The case is also significant, experts said, because canon law provides a private means for resolving disputes between dioceses. The San Bernardino diocese is making a public statement by going through the civil courts.

"This action is about determining responsibility, not casting blame," the Rev. Howard Lincoln, spokesman for the San Bernardino diocese, told The New York Times. "We have no responsibility in the actions that caused the lawsuit, so we don't believe our parishioners should have to bear its financial burden."

Shanley moved from the Boston archdiocese to California in 1990 with a letter from Boston church officials saying he was a priest in good standing. At the time, McCormack was working under Law in the Boston archdiocese, and Shanley asked McCormack for that reference.

"In closing," Shanley wrote McCormack in 1989, "let me summarize what I hope to receive from you." The first item of the four on Shanley's list was the letter of recommendation.

McCormack's colleague, the Most Rev. Robert Banks, wrote the letter Shanley had requested.

Church documents have since revealed that Boston church officials had received allegations about Shanley dating back to the 1960. McCormack, for one, had received a complaint in 1985 about public statements Shanley had made advocating sex between men and boys.

McCormack said in a court deposition last year that he didn't aggressively pursue the complaint against Shanley because he accepted Shanley's explanation that he had been talking only about his work with street kids and prostitutes. The complainant, Shanley told McCormack, had quoted him out of context.

McCormack was not available yesterday to respond to news of the lawsuit against his former archdiocese. His spokesman, Pat McGee, said McCormack is not to blame for the lack of information provided California church leaders because he did not know the extent of Shanley's past sexual offenses until 1993, long after Shanley had moved to the West Coast.

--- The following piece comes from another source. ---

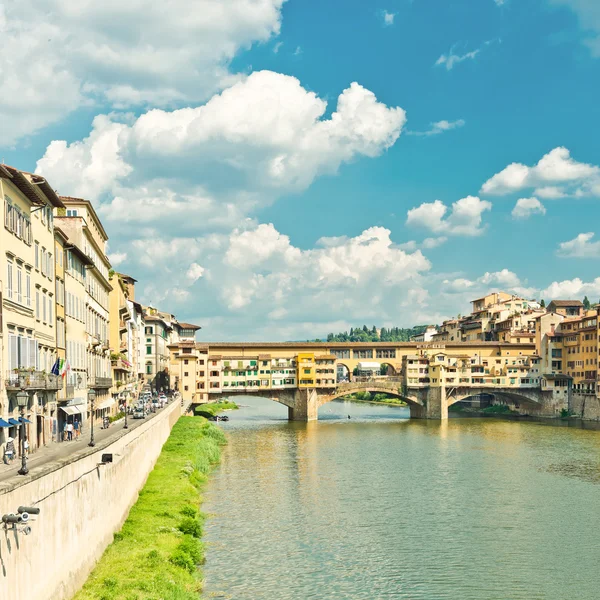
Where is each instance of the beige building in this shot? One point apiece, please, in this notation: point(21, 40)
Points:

The man alleging that Shanley abused him in California is suing the dioceses on both coasts. San Bernardino officials have not turned up evidence of the abuse, but they have said settling the claim could cost them as much as $12 million. Such a large settlement would wipe out their resources, they said.

The California church is in essence shifting the legal burden to the Boston archdiocese by filing something known as a cross-complaint. The lawsuit accuses the Boston archdiocese of engaging in "misrepresentation and suppression of information" and "active misconduct and negligence," by not revealing the details of Shanley's background.

Church experts said yesterday that the case shows that internal fractures among the nation's bishops, which have until now been confined to closed-door meetings, increasingly are becoming public. Some wondered whether this action would be imitated by other dioceses trying to settle claims against one another.

Shanley was returned to Massachusetts by the police in May and charged in Massachusetts with raping four boys at a Newton, Mass., church from 1979 to 1989. He has pleaded not guilty and is free on bail awaiting trial.